What wants to be seen? – Unresolved trauma in the System, is the answer. One’s ‘System’ includes everyone in the family, but also people who had a significant influence on the shaping of this family. The ‘Knowing Field’ which we step into when we do constellation work usually allows us to see what needs to be seen in order to be resolved. The readiness of the participants of a constellation and their openness to receive information but also their humbleness towards the spirit of this process usually allows their bodies and minds to receive and express the needed information, which will show in movement, thought/words and emotion. The facilitator carefully observes the client through this process and makes sure the client is following and present, as well as always in charge of their own healing.
Stephan says: “The body of the client is moving the constellation; the constellation is a verification of what the client understands.”
Here are also a few valuable snippets of statements by Stephan Hausner I jotted down during the weekend:
- “Expectation is the opposite of relation.”
- “Symptoms have a balancing function in systems.”
- “Autism could be the result of disconnection from oneself” (through trauma).
- “The entanglement gives the child a close place to their parent(s). Later they realise there is a life.”

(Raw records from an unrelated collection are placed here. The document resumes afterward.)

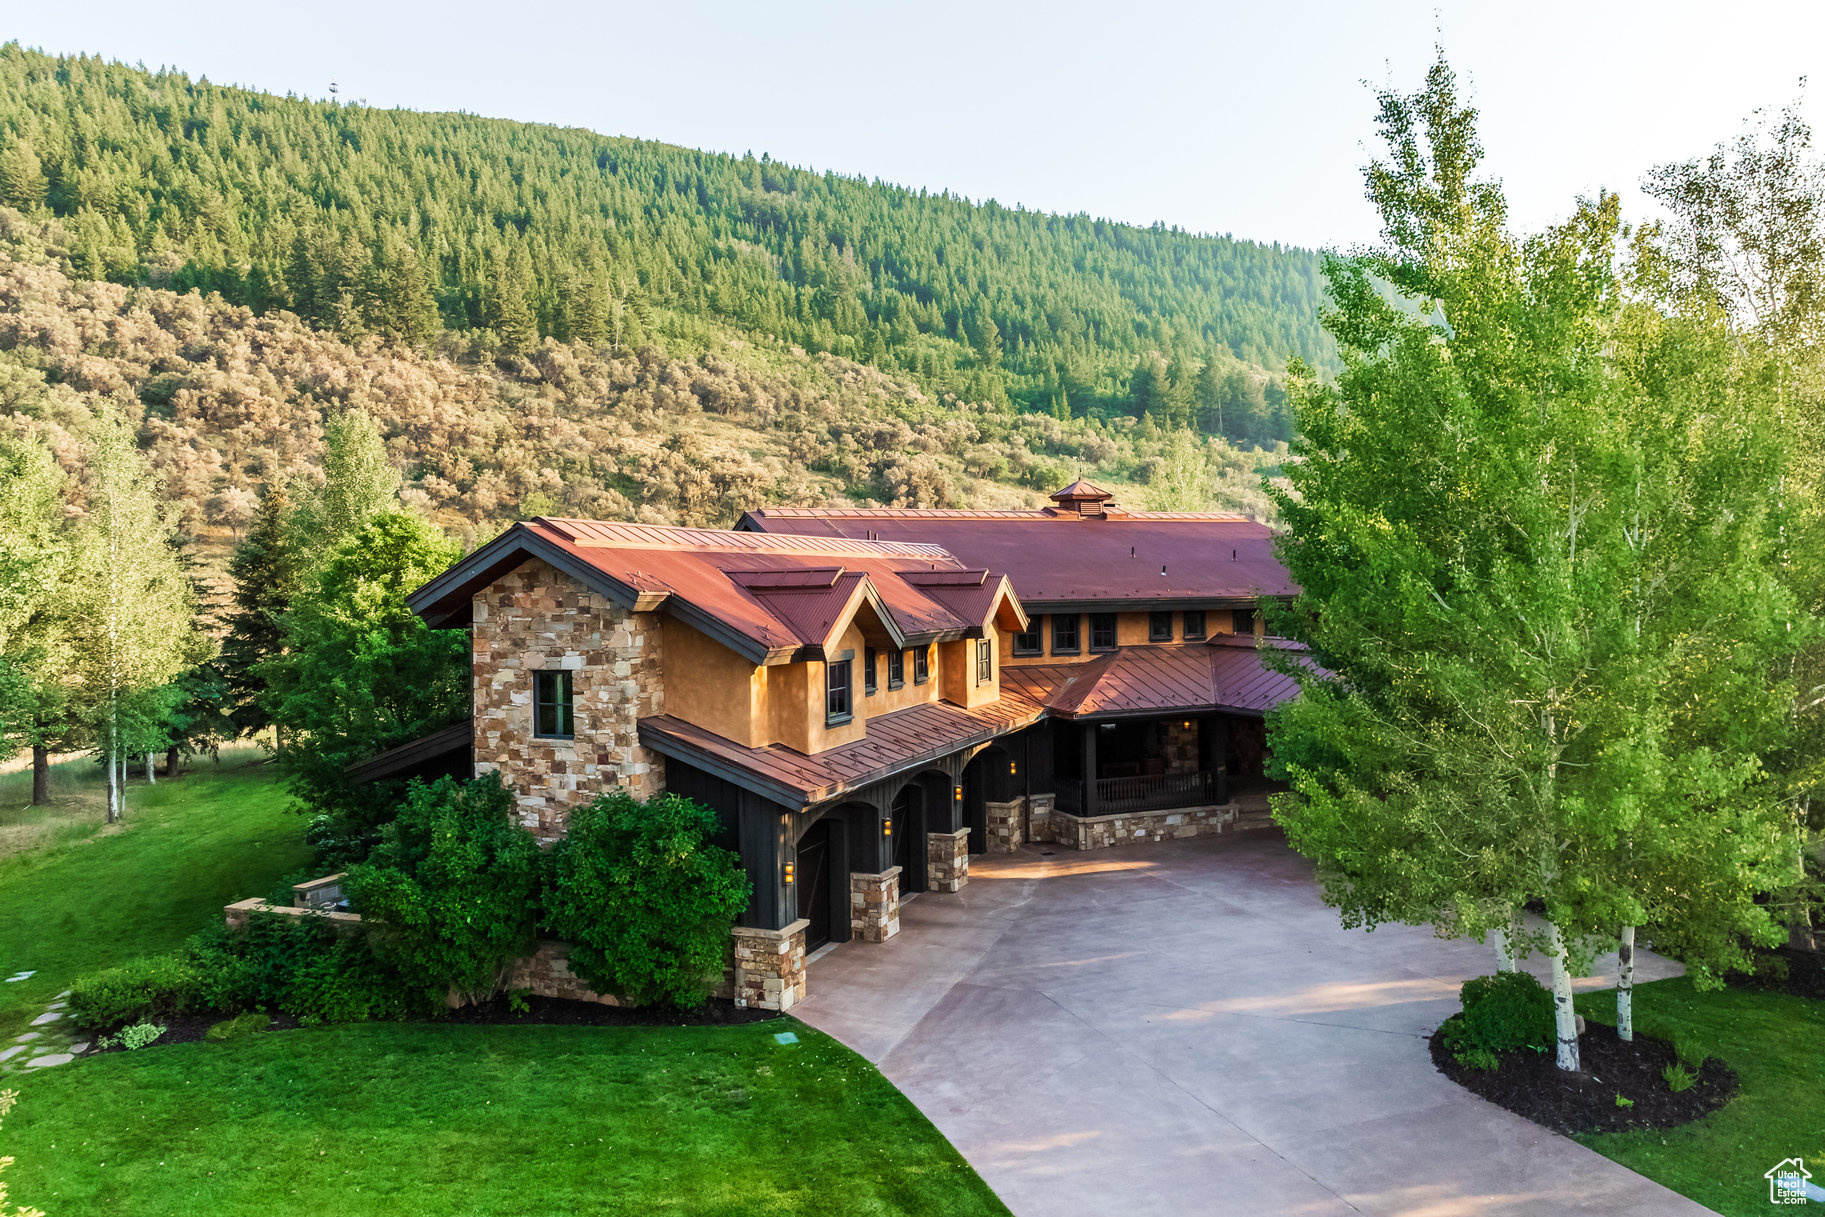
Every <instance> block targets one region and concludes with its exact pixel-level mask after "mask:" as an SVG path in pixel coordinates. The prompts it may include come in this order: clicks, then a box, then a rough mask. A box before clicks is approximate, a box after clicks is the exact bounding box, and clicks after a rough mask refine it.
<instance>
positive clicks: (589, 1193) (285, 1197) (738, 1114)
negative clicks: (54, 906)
mask: <svg viewBox="0 0 1825 1217" xmlns="http://www.w3.org/2000/svg"><path fill="white" fill-rule="evenodd" d="M779 1031H794V1033H796V1035H798V1038H799V1042H798V1044H794V1045H781V1044H777V1042H776V1040H774V1036H776V1033H779ZM4 1137H5V1151H7V1153H11V1155H15V1157H16V1159H18V1160H16V1164H15V1168H13V1170H11V1171H7V1179H9V1181H11V1184H13V1197H15V1199H16V1201H29V1202H33V1204H38V1206H40V1208H44V1210H46V1212H49V1213H53V1215H55V1213H133V1215H135V1217H146V1215H155V1213H210V1215H212V1217H234V1215H241V1213H246V1215H250V1217H252V1215H259V1217H276V1215H287V1213H297V1215H307V1213H308V1215H312V1217H314V1215H316V1213H338V1215H339V1217H358V1215H361V1213H376V1215H380V1213H385V1215H409V1213H425V1215H433V1213H434V1215H440V1217H442V1215H445V1213H491V1215H495V1213H527V1215H535V1213H537V1215H540V1217H544V1215H558V1213H591V1215H595V1213H694V1215H715V1213H728V1215H737V1213H845V1215H849V1213H931V1215H934V1217H936V1215H938V1213H945V1215H951V1213H954V1215H960V1217H962V1215H973V1213H1006V1212H1007V1210H1006V1208H1004V1206H1002V1204H1000V1202H998V1201H996V1199H995V1195H993V1193H991V1191H989V1188H987V1186H986V1184H984V1182H982V1181H980V1179H978V1177H976V1173H975V1171H971V1170H969V1166H967V1164H965V1162H964V1160H962V1159H960V1157H958V1155H956V1151H954V1149H953V1148H951V1146H949V1144H947V1142H945V1140H944V1137H940V1135H938V1131H936V1129H934V1128H933V1126H931V1124H929V1122H927V1120H925V1117H922V1115H920V1113H918V1111H916V1109H914V1108H913V1104H911V1102H907V1100H905V1098H903V1097H902V1095H900V1091H896V1089H894V1087H892V1086H891V1084H889V1082H887V1080H885V1078H881V1075H880V1073H876V1071H874V1069H872V1067H871V1066H869V1064H867V1062H863V1060H861V1058H860V1056H856V1055H854V1053H850V1051H849V1049H845V1047H841V1045H840V1044H836V1042H834V1040H829V1038H827V1036H823V1035H818V1033H816V1031H810V1029H808V1027H805V1025H803V1024H798V1022H792V1020H777V1022H767V1024H748V1025H741V1027H474V1025H442V1027H427V1025H411V1024H405V1025H400V1024H361V1025H345V1027H319V1029H308V1031H281V1033H268V1035H259V1036H252V1038H246V1040H232V1042H226V1044H181V1045H173V1047H162V1049H161V1047H151V1049H144V1051H139V1053H120V1055H113V1056H99V1058H93V1060H86V1062H78V1064H77V1066H66V1067H62V1069H51V1071H46V1073H42V1075H33V1077H31V1078H26V1086H22V1095H20V1106H18V1109H16V1111H15V1113H13V1117H11V1118H9V1120H7V1126H5V1131H4Z"/></svg>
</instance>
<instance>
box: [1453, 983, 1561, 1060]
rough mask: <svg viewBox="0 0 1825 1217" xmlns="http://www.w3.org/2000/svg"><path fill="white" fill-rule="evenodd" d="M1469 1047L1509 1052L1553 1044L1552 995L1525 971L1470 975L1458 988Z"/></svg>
mask: <svg viewBox="0 0 1825 1217" xmlns="http://www.w3.org/2000/svg"><path fill="white" fill-rule="evenodd" d="M1460 998H1462V1002H1464V1033H1465V1038H1467V1040H1469V1045H1471V1047H1480V1049H1486V1051H1491V1053H1511V1051H1515V1049H1518V1047H1537V1049H1546V1047H1551V1044H1553V994H1551V993H1549V991H1548V989H1546V987H1544V985H1542V983H1540V982H1538V980H1535V978H1533V976H1529V974H1528V973H1497V974H1495V976H1473V978H1471V980H1465V982H1464V989H1462V991H1460Z"/></svg>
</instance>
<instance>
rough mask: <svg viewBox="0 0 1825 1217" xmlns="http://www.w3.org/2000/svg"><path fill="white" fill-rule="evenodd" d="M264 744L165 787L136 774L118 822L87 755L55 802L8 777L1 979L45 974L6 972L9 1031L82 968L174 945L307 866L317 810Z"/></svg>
mask: <svg viewBox="0 0 1825 1217" xmlns="http://www.w3.org/2000/svg"><path fill="white" fill-rule="evenodd" d="M263 755H265V754H263V752H259V750H257V748H243V750H237V752H224V754H223V761H221V765H217V763H214V761H201V763H197V766H195V768H193V770H190V772H186V774H183V775H179V777H175V779H170V781H166V779H161V781H159V785H157V786H144V785H142V783H137V781H135V783H133V785H131V786H130V790H128V812H126V817H124V819H122V823H120V825H115V827H106V825H104V823H102V810H100V801H99V799H100V772H99V770H95V766H93V765H91V763H89V761H86V759H82V761H68V763H64V765H60V766H57V768H55V770H53V774H55V785H53V806H51V808H49V810H40V808H29V806H24V805H26V801H27V799H29V797H31V785H29V783H31V774H26V772H13V774H5V775H0V976H13V974H15V973H22V971H33V973H36V974H35V976H33V978H31V980H22V982H18V983H0V1040H9V1038H11V1036H13V1035H16V1033H18V1031H20V1029H22V1027H24V1025H26V1024H27V1022H29V1020H31V1018H33V1016H35V1014H38V1013H40V1011H42V1009H44V1005H46V1002H49V1000H51V998H53V996H55V994H57V993H60V991H62V989H68V987H69V982H71V980H75V978H77V976H80V974H84V973H89V971H95V969H100V967H110V965H113V963H120V962H124V960H131V958H135V956H141V954H153V952H159V951H170V949H172V947H175V945H179V943H181V941H184V938H188V936H190V934H195V932H197V931H199V929H203V927H204V925H208V923H210V921H214V920H217V918H221V909H223V905H224V903H230V901H234V900H241V898H245V896H265V894H266V892H268V890H270V889H272V883H274V881H277V879H279V878H283V876H287V874H290V872H294V870H297V869H299V867H303V865H307V861H308V858H310V852H308V850H307V848H305V845H303V841H301V839H299V837H301V832H303V819H301V817H299V816H297V814H294V812H290V810H287V808H288V806H290V797H288V796H287V794H285V790H283V788H281V786H279V785H277V781H276V779H274V774H272V766H270V765H261V759H263Z"/></svg>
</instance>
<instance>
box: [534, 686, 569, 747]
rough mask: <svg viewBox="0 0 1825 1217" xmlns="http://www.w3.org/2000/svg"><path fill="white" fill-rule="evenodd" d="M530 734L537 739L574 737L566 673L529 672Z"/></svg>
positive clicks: (568, 692) (568, 688)
mask: <svg viewBox="0 0 1825 1217" xmlns="http://www.w3.org/2000/svg"><path fill="white" fill-rule="evenodd" d="M533 735H538V737H540V739H575V737H577V724H575V717H573V713H571V675H569V673H568V671H535V673H533Z"/></svg>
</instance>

- “The force of the system wants completion.”
- “There is always a solution. The solution cannot depend on something. I always have the option to stay related.”
- “The excluded person or aspect has the power.”
- “Who/what needs to be included?”
- “Constellation is just a tool to bring something into one’s awareness.”
- “There are no individual questions. We have to give up the concept of individuality.”
- “All parents love their children. All children love their parents. Siblings love each other. If children don’t get on (with siblings/parents) it is a symptom of an entanglement. At least one is not in their place.”
- “What does it mean that children are loyal to both parents? They are entangled with both parents. The loyalty/entanglement with one parent creates distance to the other parent.
- “Terminal illness means, ‘I follow you’, ‘I do it for you’, or it is an atonement for guilt.”
- “Often the aborted child is included but not its death (or the dead husband is being ‘kept alive’). It’s not helpful if the death is not accepted. An alive child needs permission to live (be alive) and a dead child needs permission to be dead.”
- The smallest (youngest) in the family can only take or receive from the others (in the system). The only thing the youngest can say is ‘thank you’.”
I think this is very rich, and lots to ponder over as well as create a dialogue (which I am open to).
Working with ‘illness and health’ is what I specialise in, too. And there is no better one to learn from in this field than Stephan Hausner. There is – of course – so much more to reflect on and to report, but I hold that information for another blog post in the future.
My summary is:
Value your symptoms as guidance to your mental/physical and spiritual health and as indicators of parts of your system that need your relating and re-connecting. All that we are doing is finding wholeness (holiness 😉 ) If you discard and neglect symptoms or illness, you lose the invaluable opportunity to become more whole, to become more who you are supposed to be.